If a learner is able to perform the four basic operations on whole numbers, fractions and decimal numbers, the learner is at :
If a learner is able to perform the four basic operations on whole numbers, fractions and decimal numbers, the learner is at : Correct Answer Operating phase
Mathematics is a branch of science which deals with counting, calculating, and studying numbers, shapes, and structures. The student learns the development the mathematics in the specified learning phases, through which the child gradually builds mathematical thinking.
Important Points
Operating Phase: In this phase, students can think of multiplications and divisions in terms of operators. A child is able to perform all number operations at this phase.
Key Points
Let's understand the 6 Phases of development in brief
There is 6 Development Phase in Mathematics: The developmental phase of numbers plays a crucial role in learning mathematics because this starts with the basic mathematics patterns. The developmental phase of the number are explained in detail as follows:
- Emergent Phase: Students come to understand that number words and symbols can be used to signify the “numerosity” of a collection. Recognize that numbers may be used to signify quantity.
- Matching: students learn what people expect them to do in response to requests such as: How many are there? Can you give me six forks? How many are left? Which shows that they understand the numeric values or counting.
- Quantifying: the significance of the number at the end of the counting process does not change with rearrangement of the collection or the counting strategy. They interpret small numbers as compositions of other numbers.

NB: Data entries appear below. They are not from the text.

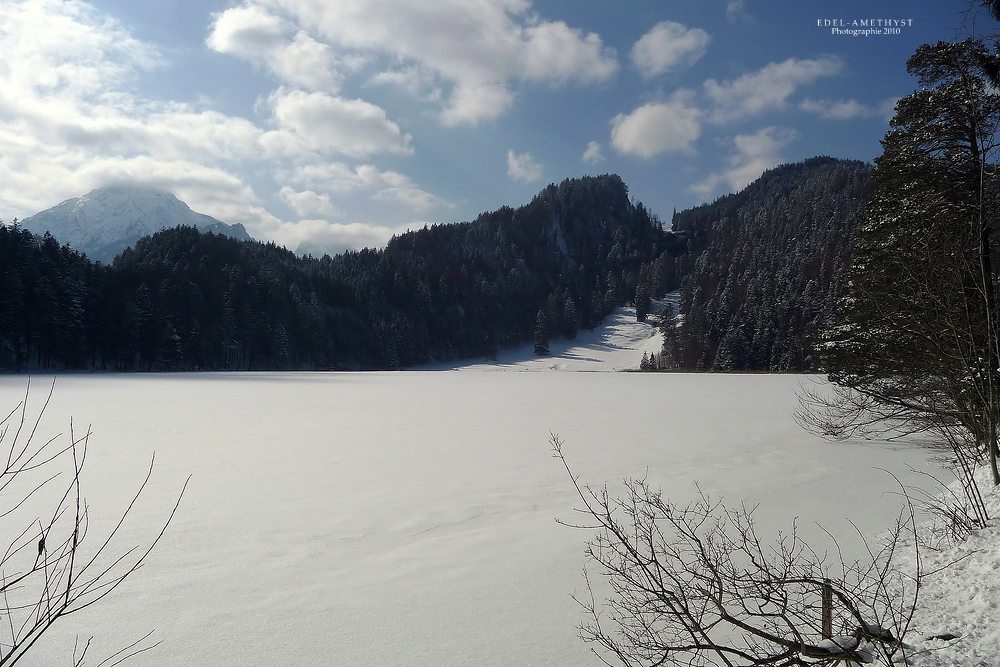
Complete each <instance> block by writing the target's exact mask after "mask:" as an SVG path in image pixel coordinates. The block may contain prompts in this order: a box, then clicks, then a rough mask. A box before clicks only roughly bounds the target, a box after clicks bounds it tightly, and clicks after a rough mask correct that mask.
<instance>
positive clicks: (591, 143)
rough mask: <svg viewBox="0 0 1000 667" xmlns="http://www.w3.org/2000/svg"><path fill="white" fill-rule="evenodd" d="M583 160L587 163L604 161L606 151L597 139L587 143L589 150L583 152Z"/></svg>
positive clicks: (597, 162)
mask: <svg viewBox="0 0 1000 667" xmlns="http://www.w3.org/2000/svg"><path fill="white" fill-rule="evenodd" d="M583 161H584V162H586V163H587V164H597V163H598V162H604V151H603V150H602V149H601V145H600V144H599V143H597V142H596V141H591V142H590V143H589V144H587V150H585V151H584V152H583Z"/></svg>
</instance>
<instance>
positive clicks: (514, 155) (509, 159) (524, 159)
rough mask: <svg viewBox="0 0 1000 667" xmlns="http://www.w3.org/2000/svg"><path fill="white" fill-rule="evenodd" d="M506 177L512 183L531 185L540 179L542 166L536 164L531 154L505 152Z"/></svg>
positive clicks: (541, 175) (507, 151) (514, 152)
mask: <svg viewBox="0 0 1000 667" xmlns="http://www.w3.org/2000/svg"><path fill="white" fill-rule="evenodd" d="M507 176H509V177H510V178H511V180H514V181H521V182H522V183H533V182H534V181H537V180H538V179H540V178H541V177H542V165H540V164H538V162H537V161H536V160H535V158H534V157H533V156H532V155H531V153H521V154H517V153H515V152H514V151H507Z"/></svg>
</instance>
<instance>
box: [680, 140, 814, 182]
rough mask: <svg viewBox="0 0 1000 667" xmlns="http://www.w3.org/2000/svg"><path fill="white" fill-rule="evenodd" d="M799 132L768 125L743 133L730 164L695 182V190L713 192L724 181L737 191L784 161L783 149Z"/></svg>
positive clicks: (735, 149)
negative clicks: (782, 157)
mask: <svg viewBox="0 0 1000 667" xmlns="http://www.w3.org/2000/svg"><path fill="white" fill-rule="evenodd" d="M797 136H798V133H796V132H795V130H792V129H789V128H784V127H774V126H770V127H765V128H763V129H761V130H758V131H757V132H755V133H753V134H740V135H737V136H736V138H735V139H734V140H733V144H734V151H733V153H732V155H730V157H729V160H728V162H729V164H728V167H727V168H726V169H724V170H723V171H721V172H717V173H714V174H712V175H710V176H709V177H708V178H706V179H705V180H703V181H701V182H699V183H696V184H695V185H693V186H691V191H692V192H695V193H696V194H699V195H701V196H703V197H706V198H707V197H708V196H710V195H711V194H712V193H713V192H716V191H717V190H718V187H719V186H720V185H726V186H728V189H729V191H731V192H736V191H738V190H741V189H743V188H745V187H746V186H747V185H749V184H750V183H751V182H753V180H754V179H756V178H757V177H758V176H760V175H761V174H762V173H764V171H765V170H767V169H770V168H771V167H774V166H776V165H778V164H780V163H781V162H782V160H781V156H780V151H781V149H782V148H784V147H785V146H787V145H788V144H789V143H791V142H792V141H794V140H795V138H796V137H797Z"/></svg>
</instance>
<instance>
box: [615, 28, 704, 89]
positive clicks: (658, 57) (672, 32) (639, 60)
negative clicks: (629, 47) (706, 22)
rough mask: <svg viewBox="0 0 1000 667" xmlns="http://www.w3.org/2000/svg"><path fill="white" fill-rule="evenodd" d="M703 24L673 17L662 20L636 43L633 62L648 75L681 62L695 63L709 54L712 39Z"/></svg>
mask: <svg viewBox="0 0 1000 667" xmlns="http://www.w3.org/2000/svg"><path fill="white" fill-rule="evenodd" d="M710 39H711V38H710V37H709V36H708V33H707V32H705V31H704V30H702V29H701V28H688V27H686V26H684V25H682V24H680V23H674V22H673V21H662V22H660V23H657V24H656V25H655V26H653V29H652V30H650V31H649V32H647V33H646V34H645V35H643V36H642V37H641V38H640V39H639V41H638V42H636V43H635V46H633V47H632V53H631V54H630V56H631V58H632V63H633V64H635V66H636V67H637V68H638V69H639V72H640V73H642V76H643V77H645V78H647V79H652V78H653V77H656V76H659V75H661V74H663V73H665V72H668V71H670V70H672V69H675V68H677V67H680V66H685V65H691V64H694V63H695V62H697V61H698V59H699V58H701V57H702V56H703V55H705V49H706V48H707V47H708V42H709V41H710Z"/></svg>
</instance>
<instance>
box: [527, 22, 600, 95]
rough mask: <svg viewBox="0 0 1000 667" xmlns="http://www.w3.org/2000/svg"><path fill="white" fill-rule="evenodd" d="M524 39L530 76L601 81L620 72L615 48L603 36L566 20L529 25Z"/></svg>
mask: <svg viewBox="0 0 1000 667" xmlns="http://www.w3.org/2000/svg"><path fill="white" fill-rule="evenodd" d="M522 39H523V44H524V45H523V47H521V48H523V52H522V55H521V58H522V62H523V65H522V67H523V76H524V77H525V78H527V79H531V80H535V81H552V82H556V83H563V82H565V81H569V80H573V79H575V80H577V81H580V82H582V83H600V82H601V81H604V80H606V79H607V78H608V77H610V76H611V75H612V74H614V73H615V72H616V71H618V62H617V60H615V55H614V51H613V50H610V49H605V48H604V45H603V44H602V43H601V38H600V37H598V36H597V35H596V34H595V33H590V34H588V35H587V36H584V35H583V33H582V32H580V31H579V30H576V29H574V28H570V27H569V26H568V25H566V24H565V23H563V22H562V21H541V22H539V23H538V24H536V25H531V26H528V27H527V28H524V29H523V31H522ZM514 74H515V75H517V74H519V72H517V71H516V70H515V72H514Z"/></svg>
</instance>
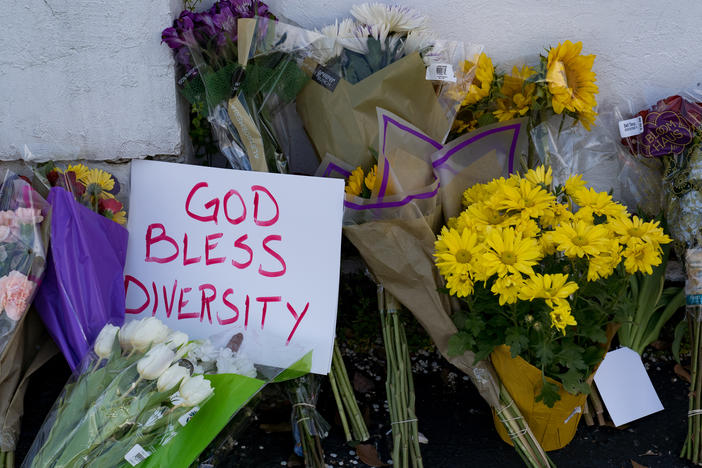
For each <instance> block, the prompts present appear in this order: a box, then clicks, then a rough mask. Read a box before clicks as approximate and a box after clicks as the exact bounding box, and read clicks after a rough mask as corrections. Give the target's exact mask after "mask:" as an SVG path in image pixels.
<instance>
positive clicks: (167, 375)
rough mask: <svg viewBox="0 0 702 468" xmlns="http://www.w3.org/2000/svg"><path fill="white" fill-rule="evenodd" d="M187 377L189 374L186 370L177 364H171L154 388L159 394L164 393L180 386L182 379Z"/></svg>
mask: <svg viewBox="0 0 702 468" xmlns="http://www.w3.org/2000/svg"><path fill="white" fill-rule="evenodd" d="M189 376H190V372H189V371H188V369H186V368H185V367H183V366H180V365H178V364H173V365H172V366H171V367H169V368H168V369H167V370H166V372H164V373H163V374H161V376H160V377H159V378H158V381H157V382H156V388H157V389H158V391H159V392H165V391H166V390H170V389H172V388H173V387H175V386H176V385H178V384H180V382H181V381H182V380H183V379H184V378H186V377H189Z"/></svg>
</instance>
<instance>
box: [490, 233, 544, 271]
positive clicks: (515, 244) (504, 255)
mask: <svg viewBox="0 0 702 468" xmlns="http://www.w3.org/2000/svg"><path fill="white" fill-rule="evenodd" d="M485 243H486V244H487V251H486V252H485V254H484V255H483V256H482V259H481V262H479V263H480V264H481V265H482V266H483V267H484V268H485V274H486V276H487V277H490V276H492V275H494V274H495V273H497V275H498V276H499V277H503V276H505V275H507V274H519V273H524V274H525V275H532V274H533V273H534V269H533V268H532V267H533V266H534V265H536V263H537V261H538V260H539V259H540V258H541V249H540V248H539V244H538V242H537V241H536V239H534V238H531V237H527V238H523V237H522V234H521V233H519V232H517V231H515V230H514V228H504V229H500V228H495V229H491V230H490V231H489V232H488V233H487V235H486V237H485Z"/></svg>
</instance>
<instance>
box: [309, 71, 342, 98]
mask: <svg viewBox="0 0 702 468" xmlns="http://www.w3.org/2000/svg"><path fill="white" fill-rule="evenodd" d="M340 79H341V78H340V77H339V75H337V74H336V73H334V72H333V71H331V70H330V69H328V68H327V67H325V66H322V65H317V68H315V69H314V72H313V73H312V80H313V81H316V82H317V83H319V84H321V85H322V86H324V87H325V88H327V89H328V90H329V91H332V92H334V90H335V89H336V85H338V84H339V80H340Z"/></svg>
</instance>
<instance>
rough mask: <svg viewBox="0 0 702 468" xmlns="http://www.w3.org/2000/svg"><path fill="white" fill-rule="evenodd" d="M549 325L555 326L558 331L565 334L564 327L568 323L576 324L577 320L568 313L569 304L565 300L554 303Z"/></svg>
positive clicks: (569, 306)
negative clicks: (550, 321) (557, 303)
mask: <svg viewBox="0 0 702 468" xmlns="http://www.w3.org/2000/svg"><path fill="white" fill-rule="evenodd" d="M549 315H550V316H551V327H552V328H553V327H555V328H556V329H557V330H558V331H560V332H561V333H563V335H565V329H566V327H567V326H569V325H577V324H578V322H577V321H576V320H575V317H573V315H572V314H571V313H570V304H568V303H567V302H564V303H559V304H556V307H554V308H552V309H551V312H550V313H549Z"/></svg>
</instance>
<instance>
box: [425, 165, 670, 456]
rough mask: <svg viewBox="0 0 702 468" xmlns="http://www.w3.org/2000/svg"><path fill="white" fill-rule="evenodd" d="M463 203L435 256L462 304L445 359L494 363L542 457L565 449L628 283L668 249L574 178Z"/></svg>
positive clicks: (515, 180) (486, 189)
mask: <svg viewBox="0 0 702 468" xmlns="http://www.w3.org/2000/svg"><path fill="white" fill-rule="evenodd" d="M463 204H464V206H465V209H464V211H463V212H462V213H461V214H460V215H459V216H457V217H455V218H452V219H450V220H449V221H448V224H447V226H445V227H444V228H442V231H441V234H440V235H439V236H438V238H437V241H436V244H435V249H436V250H435V253H434V257H435V259H436V265H437V267H438V269H439V271H440V273H441V275H442V276H443V277H444V278H445V280H446V286H447V292H448V293H450V294H451V295H452V296H455V297H457V298H459V299H460V300H461V301H462V304H463V309H462V313H460V314H458V315H457V316H455V323H456V325H457V327H458V329H459V332H458V333H457V334H456V335H454V336H453V337H452V338H451V340H450V342H449V346H450V353H452V354H456V355H458V354H462V353H463V352H465V351H466V350H469V351H472V352H474V353H475V359H476V360H480V359H486V358H488V357H491V360H492V363H493V365H494V366H495V369H496V370H497V373H498V374H499V376H500V378H501V380H502V382H503V383H504V385H505V387H506V388H507V389H508V390H509V392H510V394H512V396H513V397H514V398H515V402H516V404H517V406H518V407H519V408H520V410H521V411H522V413H523V414H524V415H525V418H526V420H527V422H528V423H529V426H530V427H531V429H532V430H533V431H534V433H535V434H536V436H537V438H538V439H539V440H540V441H541V443H542V445H543V447H544V449H546V450H554V449H557V448H560V447H562V446H563V445H565V444H566V443H568V442H569V441H570V439H571V438H572V437H573V435H574V434H575V429H576V427H577V423H578V421H579V416H580V414H581V413H582V406H583V404H584V399H585V397H586V394H587V392H588V391H589V386H588V379H589V378H590V377H591V376H592V374H593V372H594V370H595V369H596V367H597V365H598V364H599V362H600V361H601V360H602V358H603V356H604V353H605V352H606V349H607V343H608V339H611V335H612V333H613V331H612V329H611V327H610V329H609V334H608V325H609V324H610V323H613V322H617V321H618V320H621V315H622V312H623V309H624V308H625V307H626V300H625V299H626V298H627V293H628V291H629V288H630V284H631V283H630V281H631V278H632V275H637V274H641V275H650V274H651V273H652V271H653V267H655V266H656V265H659V264H660V263H661V261H662V260H661V255H662V248H661V246H662V245H665V244H667V243H669V242H671V240H670V238H669V237H668V236H667V235H665V234H664V233H663V230H662V229H661V227H660V226H659V225H658V223H657V222H653V221H648V222H644V221H643V220H641V219H640V218H638V217H637V216H631V215H629V213H628V212H627V209H626V208H625V207H624V206H623V205H621V204H619V203H616V202H614V201H612V198H611V196H610V195H608V194H606V193H602V192H597V191H595V190H593V189H591V188H587V187H585V182H584V181H583V180H582V178H581V177H580V176H572V177H571V178H569V179H568V180H567V181H566V183H565V185H564V186H555V187H554V186H553V180H552V173H551V170H550V169H545V168H544V167H543V166H540V167H538V168H536V169H535V170H529V171H528V172H527V173H526V175H525V176H524V177H519V176H516V175H513V176H511V177H509V178H507V179H505V178H500V179H495V180H493V181H491V182H489V183H487V184H477V185H475V186H473V187H470V188H468V189H467V190H466V191H465V193H464V195H463ZM576 207H579V208H578V209H576ZM535 402H536V403H535ZM501 429H502V426H498V431H499V432H500V433H501V436H502V437H503V439H505V440H508V437H507V434H506V433H505V431H504V430H503V429H502V430H501Z"/></svg>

Also, they develop the idea that constructing fair shares requires splitting the whole into equal parts without changing the total quantity and so begin to see the part-whole relations that link sharing and fractions. These students use part-part-whole relations for numerical quantities. Eg: 5+4 is always 9
- Partitioning: students see that numbers have magnitudes about each other, can interpret any whole number is composed of two or more other numbers, and see the relationship between different types of addition and subtraction situations. Also, as a result, students see that numbers can be used to count groups and that they can use one group as a representative of other equal groups. These students use additive thinking to deal with many-to-one relations.
- Factoring: Students see the significance of the connection between groups of ten or groups of one hundred and the way we write whole numbers. They can relate different types of multiplication and division situations involving whole numbers. They also link the ideas of repeating equal groups, splitting a quantity into equal parts, and fractions. These students think both additively and multiplicatively about numerical quantities Eg: i) if 3 rows of 5 are 15, then both 15 divided by 3, and one-third of 15 are 5, ii) Knowing without calculating, that 4 piles of 9 objects must be the same amount as 9 piles of 4 objects
- Operating: Students see how the intervals between whole numbers can be split and re-split into increasingly smaller intervals and realize the significance of the relationship between successive places. For example, the value of each place is ten times the value of the place to its right and one-tenth of the value of the place to its left. Also, students learn to make multiplicative comparisons between numbers, deal with proportional situations, and integrate their ideas about common and decimal fractions.
Thus, if a learner can perform the four basic operations on whole numbers, fractions, and decimal numbers, the learner is at the operating phase.